For all the class-consciousness and snobbery of the British in India, not to mention the rigid caste-distinctions of Hindus, and others, words were no respecters of boundaries but intermingled, forged liaisons, staged torrid trysts, and ended up in marriages, both of love and of convenience. Clearly, Burrell and Yule, whatever their pious disclaimers, reveled in this polyglot orgy. “Hobson-Jobson” is a kind of lexical curry, and the entry on that term gives a good illustration of its method.
After noting that curry “consists of meat, fish, fruit or vegetables, cooked with a quantity of bruised spices and turmeric,” they remark that “a little of this gives flavor to a large mess of rice” and trace the word to the Tamil kari. There follows a discourse on comparative curries, ranging from Persian pilau to Egyptian ruzz mufalfal or “peppered rice.” The entry then moves on to ancient references, from the Greek Athenaeus to the fifth-century Mahavanso, who wrote in Pali.

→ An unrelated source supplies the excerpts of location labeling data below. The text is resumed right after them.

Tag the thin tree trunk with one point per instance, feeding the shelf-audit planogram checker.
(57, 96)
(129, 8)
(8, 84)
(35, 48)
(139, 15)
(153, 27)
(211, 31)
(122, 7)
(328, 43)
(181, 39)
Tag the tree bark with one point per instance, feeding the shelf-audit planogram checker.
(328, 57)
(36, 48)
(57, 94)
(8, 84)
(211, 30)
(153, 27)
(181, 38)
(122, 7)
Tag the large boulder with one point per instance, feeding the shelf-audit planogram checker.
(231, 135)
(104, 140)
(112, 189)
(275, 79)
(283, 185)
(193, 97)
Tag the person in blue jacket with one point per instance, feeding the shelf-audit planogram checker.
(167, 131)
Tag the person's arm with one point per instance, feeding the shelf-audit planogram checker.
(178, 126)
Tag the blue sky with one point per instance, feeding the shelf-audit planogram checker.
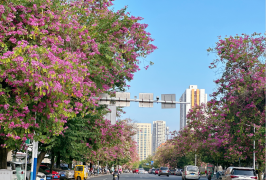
(183, 30)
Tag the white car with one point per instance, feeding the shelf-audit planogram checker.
(236, 173)
(19, 170)
(190, 172)
(141, 171)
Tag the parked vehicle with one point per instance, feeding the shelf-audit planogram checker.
(141, 171)
(80, 172)
(172, 172)
(178, 172)
(190, 172)
(235, 173)
(150, 171)
(19, 171)
(115, 176)
(49, 176)
(69, 174)
(55, 174)
(164, 171)
(136, 171)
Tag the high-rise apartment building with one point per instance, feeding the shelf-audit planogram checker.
(158, 134)
(193, 95)
(143, 139)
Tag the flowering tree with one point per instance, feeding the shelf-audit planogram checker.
(123, 149)
(225, 126)
(55, 56)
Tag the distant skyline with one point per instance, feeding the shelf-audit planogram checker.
(183, 31)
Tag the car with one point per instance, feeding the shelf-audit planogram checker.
(235, 173)
(141, 171)
(19, 168)
(69, 174)
(136, 171)
(149, 171)
(178, 172)
(55, 174)
(172, 171)
(49, 176)
(126, 171)
(190, 172)
(164, 171)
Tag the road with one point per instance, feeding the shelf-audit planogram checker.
(130, 176)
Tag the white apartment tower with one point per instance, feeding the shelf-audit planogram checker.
(158, 134)
(143, 139)
(193, 95)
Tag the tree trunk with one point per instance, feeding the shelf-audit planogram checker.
(3, 157)
(52, 162)
(39, 160)
(58, 160)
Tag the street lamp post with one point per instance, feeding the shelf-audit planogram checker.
(254, 150)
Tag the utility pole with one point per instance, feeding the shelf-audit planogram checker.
(34, 157)
(254, 165)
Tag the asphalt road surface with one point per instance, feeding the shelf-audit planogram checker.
(130, 176)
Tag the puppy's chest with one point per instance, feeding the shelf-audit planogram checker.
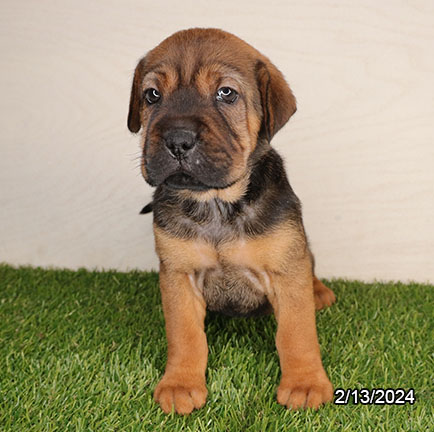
(233, 290)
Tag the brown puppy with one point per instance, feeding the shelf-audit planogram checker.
(228, 227)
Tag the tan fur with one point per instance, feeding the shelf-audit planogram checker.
(230, 194)
(274, 268)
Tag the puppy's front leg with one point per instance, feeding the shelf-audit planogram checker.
(183, 384)
(304, 382)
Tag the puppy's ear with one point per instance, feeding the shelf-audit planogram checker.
(134, 123)
(278, 102)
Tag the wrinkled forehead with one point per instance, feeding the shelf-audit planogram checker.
(207, 65)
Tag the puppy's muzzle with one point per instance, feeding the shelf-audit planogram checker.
(180, 142)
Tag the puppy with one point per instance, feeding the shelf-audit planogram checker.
(228, 227)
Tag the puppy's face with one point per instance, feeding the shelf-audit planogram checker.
(202, 98)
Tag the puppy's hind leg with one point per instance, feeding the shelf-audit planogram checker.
(324, 296)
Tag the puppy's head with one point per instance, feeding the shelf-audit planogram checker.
(204, 99)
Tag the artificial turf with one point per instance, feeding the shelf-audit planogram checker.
(83, 351)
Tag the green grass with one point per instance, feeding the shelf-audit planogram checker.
(83, 351)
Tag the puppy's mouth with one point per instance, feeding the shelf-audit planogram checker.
(182, 180)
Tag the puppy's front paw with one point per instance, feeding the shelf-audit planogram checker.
(184, 394)
(305, 392)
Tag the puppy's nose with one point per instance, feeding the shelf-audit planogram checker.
(180, 141)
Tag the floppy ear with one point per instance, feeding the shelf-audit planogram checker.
(134, 123)
(278, 102)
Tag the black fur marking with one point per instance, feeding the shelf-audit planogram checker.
(268, 202)
(147, 208)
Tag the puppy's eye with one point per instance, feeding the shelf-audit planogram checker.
(152, 96)
(226, 94)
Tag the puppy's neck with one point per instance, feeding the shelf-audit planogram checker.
(231, 194)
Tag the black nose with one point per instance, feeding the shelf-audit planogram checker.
(180, 141)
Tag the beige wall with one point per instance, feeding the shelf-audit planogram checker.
(360, 150)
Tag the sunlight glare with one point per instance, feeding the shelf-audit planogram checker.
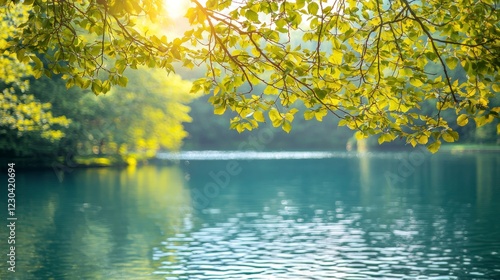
(175, 8)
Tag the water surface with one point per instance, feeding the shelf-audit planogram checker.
(263, 216)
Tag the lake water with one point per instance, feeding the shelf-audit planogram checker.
(263, 216)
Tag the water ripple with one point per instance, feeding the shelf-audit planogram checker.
(264, 246)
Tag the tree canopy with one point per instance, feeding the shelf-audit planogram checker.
(371, 63)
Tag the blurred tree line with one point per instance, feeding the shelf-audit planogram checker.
(47, 122)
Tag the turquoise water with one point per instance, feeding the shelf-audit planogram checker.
(263, 216)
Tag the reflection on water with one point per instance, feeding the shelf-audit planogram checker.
(314, 218)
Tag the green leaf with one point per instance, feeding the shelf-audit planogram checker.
(275, 117)
(251, 15)
(313, 8)
(495, 87)
(434, 147)
(462, 120)
(287, 127)
(308, 115)
(448, 137)
(423, 139)
(258, 116)
(416, 82)
(299, 4)
(452, 62)
(219, 110)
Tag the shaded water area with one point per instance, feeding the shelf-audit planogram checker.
(287, 216)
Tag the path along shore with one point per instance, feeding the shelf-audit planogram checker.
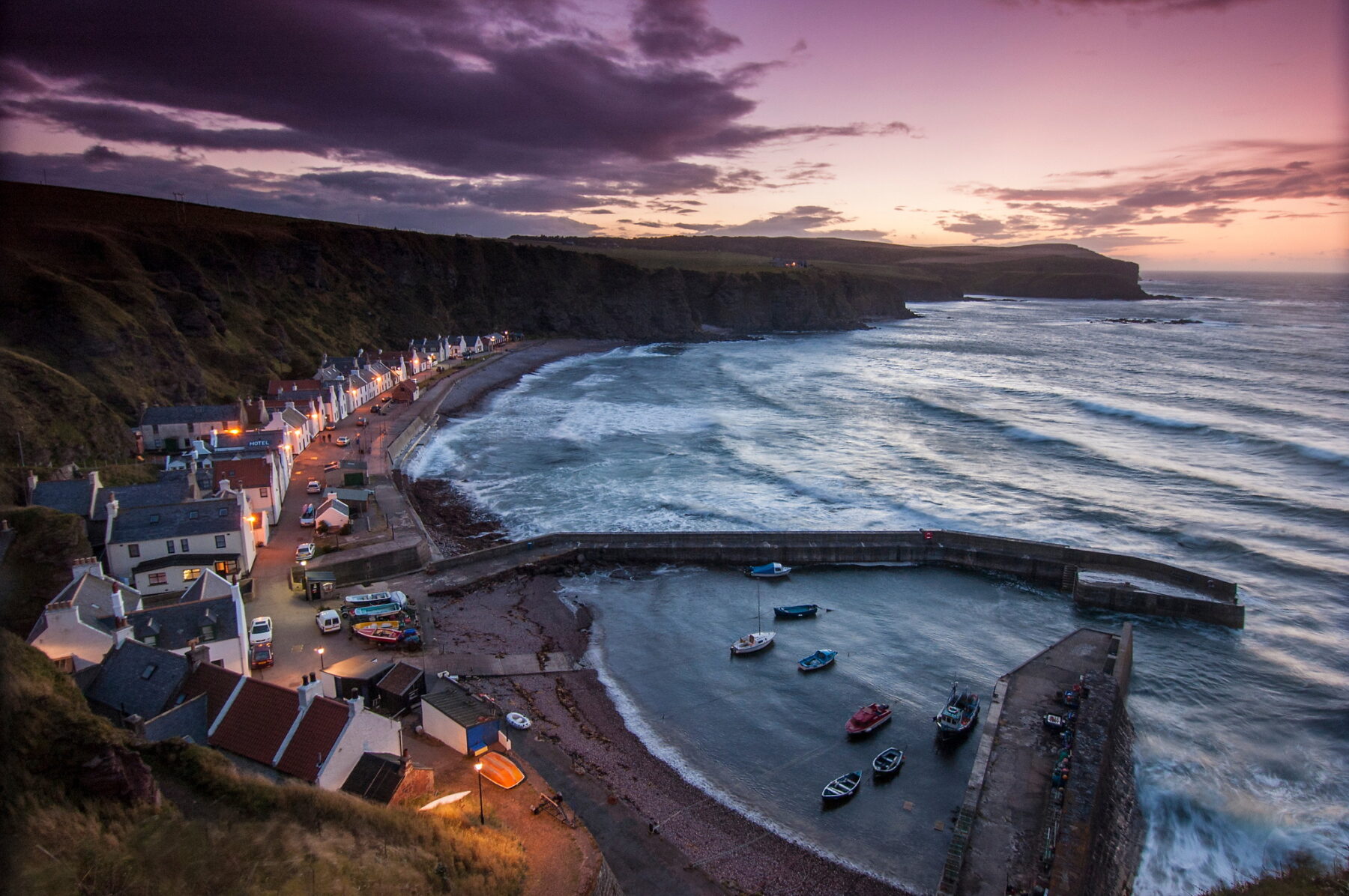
(659, 833)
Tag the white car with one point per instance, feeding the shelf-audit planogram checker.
(259, 631)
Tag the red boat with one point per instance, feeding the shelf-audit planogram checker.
(868, 718)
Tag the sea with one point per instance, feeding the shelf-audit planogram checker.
(1207, 427)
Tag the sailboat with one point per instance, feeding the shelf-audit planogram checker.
(755, 640)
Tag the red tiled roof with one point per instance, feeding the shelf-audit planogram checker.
(258, 721)
(315, 739)
(216, 682)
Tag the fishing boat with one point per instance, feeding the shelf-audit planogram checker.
(959, 714)
(888, 761)
(799, 611)
(869, 718)
(816, 660)
(842, 787)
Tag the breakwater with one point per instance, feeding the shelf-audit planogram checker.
(1094, 578)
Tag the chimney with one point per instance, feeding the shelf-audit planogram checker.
(310, 690)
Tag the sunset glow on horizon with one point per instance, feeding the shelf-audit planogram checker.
(1178, 134)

A capsule account of turmeric comes next, with a startling citation from an old English poem about King Richard the Lion-Hearted, who is said to have dined on the curried head of a Saracen. Further references to the word and the dish in South India, Java, and Canton ensue; the whole entry concludes with a series of quotes from authors ranging in date from 1502 to 1874. Thus, Blackwood’s Magazine yields up the grandiloquent sentence, “The craving of the day is for quasi-intellectual food, not less highly peppered than the curries which gratify the faded stomach of a returned Nabob” – a proposition that may be quite as apt today as it was in 1874.

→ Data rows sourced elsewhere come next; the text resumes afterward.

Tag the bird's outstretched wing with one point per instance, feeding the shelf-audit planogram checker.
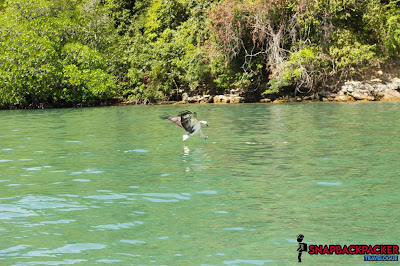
(188, 120)
(174, 119)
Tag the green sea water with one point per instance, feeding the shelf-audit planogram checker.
(118, 186)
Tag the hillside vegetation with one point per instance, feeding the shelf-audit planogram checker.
(70, 52)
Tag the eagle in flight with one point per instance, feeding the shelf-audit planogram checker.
(188, 121)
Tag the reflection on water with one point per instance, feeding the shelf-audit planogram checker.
(114, 185)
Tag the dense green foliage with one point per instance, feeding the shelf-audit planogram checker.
(66, 52)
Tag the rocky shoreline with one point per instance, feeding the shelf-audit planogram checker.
(387, 89)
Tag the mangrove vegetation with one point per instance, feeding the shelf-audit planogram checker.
(89, 52)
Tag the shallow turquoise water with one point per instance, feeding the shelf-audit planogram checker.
(117, 185)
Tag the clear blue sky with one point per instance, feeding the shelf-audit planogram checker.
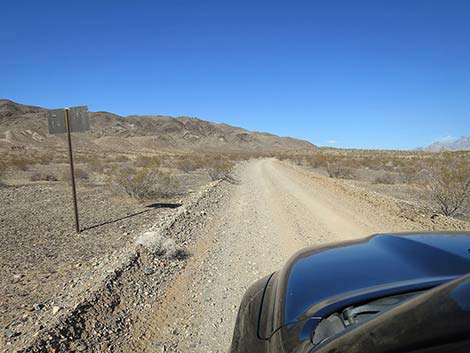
(363, 74)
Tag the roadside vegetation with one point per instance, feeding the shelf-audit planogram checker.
(439, 181)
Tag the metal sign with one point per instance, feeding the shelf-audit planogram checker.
(69, 120)
(79, 120)
(56, 121)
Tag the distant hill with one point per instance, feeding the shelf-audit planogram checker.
(23, 125)
(462, 144)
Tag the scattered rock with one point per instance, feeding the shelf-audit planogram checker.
(38, 307)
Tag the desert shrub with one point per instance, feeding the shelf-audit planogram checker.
(18, 163)
(148, 161)
(190, 163)
(38, 176)
(386, 178)
(80, 174)
(318, 161)
(2, 173)
(338, 170)
(145, 183)
(120, 159)
(220, 169)
(448, 185)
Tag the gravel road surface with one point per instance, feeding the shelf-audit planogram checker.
(275, 210)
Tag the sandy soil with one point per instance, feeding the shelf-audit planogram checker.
(274, 211)
(236, 234)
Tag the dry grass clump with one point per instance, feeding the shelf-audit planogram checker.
(145, 183)
(158, 244)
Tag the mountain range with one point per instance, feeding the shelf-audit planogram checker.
(461, 144)
(25, 125)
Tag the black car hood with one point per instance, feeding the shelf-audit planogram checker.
(318, 281)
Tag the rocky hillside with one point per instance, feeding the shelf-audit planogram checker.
(23, 125)
(462, 144)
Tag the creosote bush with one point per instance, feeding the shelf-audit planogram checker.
(146, 183)
(220, 169)
(337, 170)
(39, 176)
(448, 185)
(386, 178)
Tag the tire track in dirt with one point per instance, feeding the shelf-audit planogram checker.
(273, 212)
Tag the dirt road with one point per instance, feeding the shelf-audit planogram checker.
(274, 211)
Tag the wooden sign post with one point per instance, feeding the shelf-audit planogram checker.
(70, 120)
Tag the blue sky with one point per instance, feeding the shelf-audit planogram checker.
(361, 74)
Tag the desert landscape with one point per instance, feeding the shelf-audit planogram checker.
(178, 217)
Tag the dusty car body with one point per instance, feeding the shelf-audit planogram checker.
(385, 293)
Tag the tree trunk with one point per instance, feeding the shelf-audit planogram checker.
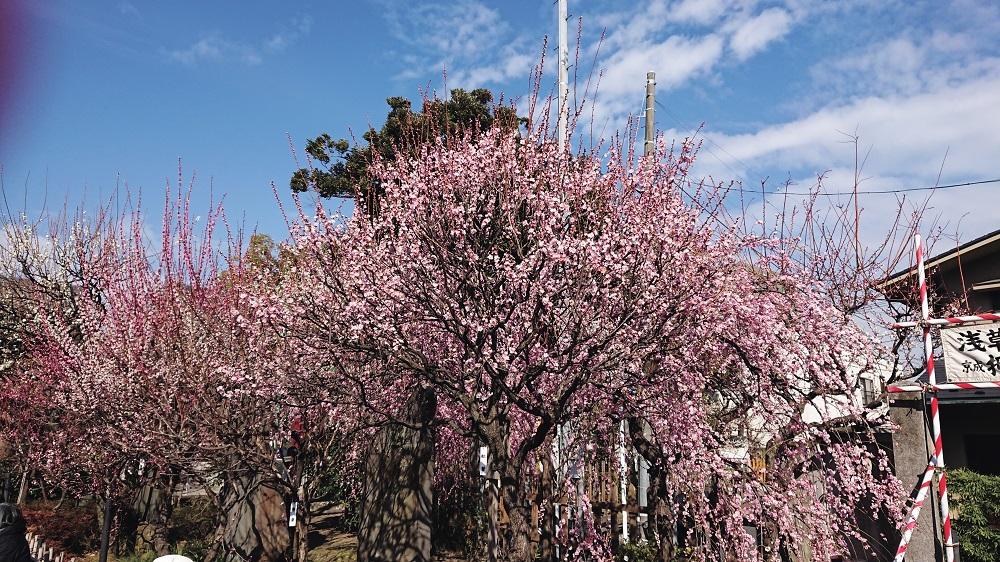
(160, 520)
(546, 543)
(22, 493)
(302, 519)
(397, 504)
(516, 545)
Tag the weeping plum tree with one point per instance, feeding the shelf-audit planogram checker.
(532, 290)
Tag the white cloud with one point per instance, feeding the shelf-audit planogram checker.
(299, 28)
(905, 140)
(675, 60)
(754, 35)
(128, 9)
(213, 47)
(701, 12)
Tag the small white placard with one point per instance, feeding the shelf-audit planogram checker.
(484, 455)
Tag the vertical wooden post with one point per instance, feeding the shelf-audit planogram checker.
(106, 532)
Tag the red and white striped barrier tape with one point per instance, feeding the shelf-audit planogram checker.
(938, 458)
(944, 386)
(954, 320)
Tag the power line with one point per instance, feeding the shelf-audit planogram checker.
(824, 193)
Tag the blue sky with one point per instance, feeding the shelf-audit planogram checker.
(113, 91)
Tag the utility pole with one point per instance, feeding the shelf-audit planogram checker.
(650, 105)
(563, 74)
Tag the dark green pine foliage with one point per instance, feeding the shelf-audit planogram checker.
(977, 521)
(341, 169)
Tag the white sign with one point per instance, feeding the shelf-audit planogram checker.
(972, 353)
(484, 453)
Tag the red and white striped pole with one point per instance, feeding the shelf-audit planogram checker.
(946, 386)
(949, 547)
(918, 502)
(952, 321)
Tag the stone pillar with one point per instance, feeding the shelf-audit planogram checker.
(912, 447)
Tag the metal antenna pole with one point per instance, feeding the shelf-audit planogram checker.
(563, 74)
(650, 105)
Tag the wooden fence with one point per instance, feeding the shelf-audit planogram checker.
(42, 552)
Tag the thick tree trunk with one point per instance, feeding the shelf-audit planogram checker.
(22, 493)
(160, 517)
(397, 505)
(303, 517)
(546, 544)
(516, 545)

What lifts “Hobson-Jobson” out of the merely antiquarian and the fusty is the almost lubricious pleasure its compilers exhibit in exploring their beloved “Anglo-Indian.” Underlying their erudite citations and painstaking disquisitions is a word-lust almost Joycean in intensity and thrust. And, in fact, to plunge into this bizarre trove is to find oneself rapidly dizzied and raddled by the sheer extravagance of outlandish vocables. What words are here! Cavalance and gambroon, kuzzilbash and goont, salempoory and shulwaurs, cheek-by-jowl with such more acclimatized terms as persimmon, opium, muddle, lemon, and jungle. Nor are these mere curiosities of vocabulary: Perusal of “Hobson-Jobson” offers considerable insight into the social, ethical, and religious mores of a vast world now lost to us. As for the religious aspect, the very phrase “Hobson-Jobson” is itself nothing more than a garbled rendition of the Arabic exclamation “Ya Hasan! Ya Husayn!” which Shiite Muslims cry out during their annual lamentations for the murdered grandsons of the prophet.

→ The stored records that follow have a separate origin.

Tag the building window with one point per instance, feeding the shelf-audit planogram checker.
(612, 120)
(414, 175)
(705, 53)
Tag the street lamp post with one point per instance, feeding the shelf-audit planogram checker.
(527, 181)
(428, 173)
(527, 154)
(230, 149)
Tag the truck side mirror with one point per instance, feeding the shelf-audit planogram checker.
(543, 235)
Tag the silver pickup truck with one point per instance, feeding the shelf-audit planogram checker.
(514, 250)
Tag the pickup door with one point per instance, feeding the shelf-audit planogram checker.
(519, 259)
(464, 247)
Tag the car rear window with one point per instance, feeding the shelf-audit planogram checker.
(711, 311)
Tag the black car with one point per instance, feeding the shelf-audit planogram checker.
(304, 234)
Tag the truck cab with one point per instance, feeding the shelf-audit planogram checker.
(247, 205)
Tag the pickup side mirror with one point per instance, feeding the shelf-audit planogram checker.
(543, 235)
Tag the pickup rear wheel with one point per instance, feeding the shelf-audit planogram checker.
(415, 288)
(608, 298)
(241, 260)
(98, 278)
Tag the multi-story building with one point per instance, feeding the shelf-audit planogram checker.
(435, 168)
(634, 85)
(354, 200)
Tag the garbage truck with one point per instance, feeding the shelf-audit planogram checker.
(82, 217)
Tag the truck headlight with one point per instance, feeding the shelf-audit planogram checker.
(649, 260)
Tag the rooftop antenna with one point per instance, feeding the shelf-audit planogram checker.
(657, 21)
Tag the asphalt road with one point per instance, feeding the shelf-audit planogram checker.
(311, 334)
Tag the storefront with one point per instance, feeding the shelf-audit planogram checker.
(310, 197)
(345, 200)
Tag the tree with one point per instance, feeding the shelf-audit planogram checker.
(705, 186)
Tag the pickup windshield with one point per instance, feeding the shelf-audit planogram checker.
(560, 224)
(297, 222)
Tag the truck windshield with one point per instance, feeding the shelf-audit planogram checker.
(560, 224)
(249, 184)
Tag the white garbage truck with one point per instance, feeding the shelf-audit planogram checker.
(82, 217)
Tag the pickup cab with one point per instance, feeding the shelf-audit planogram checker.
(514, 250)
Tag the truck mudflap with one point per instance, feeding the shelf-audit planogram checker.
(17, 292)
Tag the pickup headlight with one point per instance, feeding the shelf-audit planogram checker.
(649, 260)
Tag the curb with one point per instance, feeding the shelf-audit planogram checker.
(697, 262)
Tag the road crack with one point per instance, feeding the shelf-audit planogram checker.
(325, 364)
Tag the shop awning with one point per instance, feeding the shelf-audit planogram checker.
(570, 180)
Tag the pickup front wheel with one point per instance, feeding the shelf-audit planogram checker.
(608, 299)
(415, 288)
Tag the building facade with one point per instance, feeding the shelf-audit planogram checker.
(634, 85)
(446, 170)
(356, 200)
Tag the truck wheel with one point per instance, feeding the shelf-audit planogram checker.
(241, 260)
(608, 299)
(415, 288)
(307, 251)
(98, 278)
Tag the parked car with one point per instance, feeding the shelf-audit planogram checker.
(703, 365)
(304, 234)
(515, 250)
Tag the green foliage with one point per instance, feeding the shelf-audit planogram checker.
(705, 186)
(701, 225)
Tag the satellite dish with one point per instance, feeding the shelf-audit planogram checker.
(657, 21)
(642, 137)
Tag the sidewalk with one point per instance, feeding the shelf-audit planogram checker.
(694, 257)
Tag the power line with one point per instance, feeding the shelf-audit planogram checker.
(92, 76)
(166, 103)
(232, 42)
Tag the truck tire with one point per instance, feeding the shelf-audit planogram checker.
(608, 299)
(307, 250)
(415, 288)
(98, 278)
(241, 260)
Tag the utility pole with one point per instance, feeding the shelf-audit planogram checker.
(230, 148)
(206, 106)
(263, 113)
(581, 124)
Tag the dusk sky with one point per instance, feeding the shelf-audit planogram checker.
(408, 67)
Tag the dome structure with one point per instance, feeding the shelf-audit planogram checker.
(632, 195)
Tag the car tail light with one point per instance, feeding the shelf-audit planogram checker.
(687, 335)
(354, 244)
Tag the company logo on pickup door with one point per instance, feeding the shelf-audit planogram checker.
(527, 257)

My German professor used to declare, “Dictionaries are for reading.” He had no respect for those who merely consult the dictionary out of passing need as a sort of verbal flirtation, leading at best to a lexical one-night-stand. Certainly “Hobson-Jobson” is a dictionary to read, and I suspect that like me, you will find it hard to put down. It may not clean your teeth, but it will pepper your palate deliciously.